Sacha Myers dari Save the Children juga menambahkan, siituasi saat ini di Mozambik semakin memburuk setiap jam.

"Daerah itu sudah dibanjiri oleh air akibat Badai Idai. Sekitar 100.000 orang di Mozambik membutuhkan pertolongan darurat," tambahnya.

Terjangan Badai Idai menghancurkan tiga negara di Afrika Selatan, yakni Mozambik, Malawi, dan Zimbabwe.

 

 

Simak video menarik berikut ini:

2 dari 3 halaman

Seluruh akses komunikasi dan transportasi terputus

Program Pangan Dunia mengatakan, "samudera pedalaman" di Mozambik meluas hingga "bermil-mil ke segala arah," di mana para korban berdesakan di atap rumah dan berpegangan pada pohon, menunggu untuk diselamatkan. "Orang yang terlihat dari udara mungkin yang beruntung." 

Juru Bicara Senior World Food Program, Herve Verhoosel melanjutkan, korban yang tengah menunggu diselamatkan dan bertahan di atap rumah termasuk orang-orang yang beruntung. Mereka juga berdesak-desakan di atap rumah.

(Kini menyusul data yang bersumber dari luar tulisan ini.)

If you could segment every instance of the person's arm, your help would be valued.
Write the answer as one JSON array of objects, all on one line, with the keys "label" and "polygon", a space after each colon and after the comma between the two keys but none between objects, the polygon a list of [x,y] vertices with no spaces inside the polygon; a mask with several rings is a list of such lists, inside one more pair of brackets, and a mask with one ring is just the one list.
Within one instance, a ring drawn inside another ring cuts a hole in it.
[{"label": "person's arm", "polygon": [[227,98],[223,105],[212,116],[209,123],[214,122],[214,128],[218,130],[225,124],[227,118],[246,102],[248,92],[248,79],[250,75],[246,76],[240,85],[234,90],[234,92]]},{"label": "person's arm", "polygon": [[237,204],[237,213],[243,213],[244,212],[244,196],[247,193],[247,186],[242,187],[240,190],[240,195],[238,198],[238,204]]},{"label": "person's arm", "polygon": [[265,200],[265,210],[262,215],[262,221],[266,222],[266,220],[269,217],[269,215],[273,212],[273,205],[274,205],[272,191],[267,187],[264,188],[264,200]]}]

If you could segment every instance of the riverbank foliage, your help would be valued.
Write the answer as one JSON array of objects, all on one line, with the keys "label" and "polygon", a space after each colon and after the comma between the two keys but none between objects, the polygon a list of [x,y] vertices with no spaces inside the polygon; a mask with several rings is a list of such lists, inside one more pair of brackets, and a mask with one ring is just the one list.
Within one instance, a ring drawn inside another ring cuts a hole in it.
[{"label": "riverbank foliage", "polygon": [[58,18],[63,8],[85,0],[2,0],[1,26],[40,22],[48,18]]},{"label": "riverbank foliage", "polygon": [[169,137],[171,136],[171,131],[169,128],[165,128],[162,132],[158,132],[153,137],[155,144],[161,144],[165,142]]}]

Melansir laman NPR, sebanyak 1,7 juta orang tinggal di jalur badai di Afrika Selatan. Masalah terbesar kini adalah menjangkau mereka yang membutuhkan bantuan dan penyelamatan.

"Semua jalan diblokir. Banyak jembatan rusak. Bahkan pelabuhan rusak," kata Verhoosel. Tidak ada listrik. Jelas tidak ada juga telepon. Tidak ada internet. Akses dan komunikasi adalah masalah utama pertama bagi kami untuk menjangkau korban."

Mozambik, Malawi, dan Zimbabwe melaporkan ratusan orang tewas dan terluka. Jumlahnya diperkirakan akan meningkat. Euloge Ishimwei, juru bicara Federasi Palang Merah dan Bulan Sabit Merah Internasional, mengatakan kepada NPR,

"Begitu banyak orang kehilangan orang-orang yang mereka cintai. Begitu banyak orang kehilangan segalanya. Mereka terluka dan harus dibawa ke rumah sakit."

Hujan deras diperkirakan akan berlanjut hingga Kamis, 21 Maret 2019 dan merendam lebih banyak daerah.

3 dari 3 halaman

Logam terbang memenggal korban

Warga di Beira mengungkapkan, banyak korban terluka karena benda logam terbang dari atap beberapa rumah di daerah itu.

"Lembaran benda logam menyebabkan orang terpenggal. Kami tidak memiliki bantuan di sini. Semakin lama makin buruk. Kami sudah tidak punya rumah," kata Rajino Paulino.

Layla George, korban lain, mengatakan, dia tidur pada Kamis malam, 14 Maret 2019 ketika atap rumahnya hancur oleh angin kencang yang disebabkan badai.

"Aku ada di dalam rumahku dan sedang tidur. Tiba-tiba atap rumah terbang. Kami mulai menangis minta tolong, tetapi ada tidak membantu karena itu tengah malam dan ada banyak angin," ujar George.

Lebih dari 200 orang di Mozambik dipastikan tewas, kata Presiden Mozambik Filipe Nyusi pada Selasa, 19 Maret 2019. Korban tewas diperkirakan akan meningkat menjadi lebih dari 1.000 jiwa.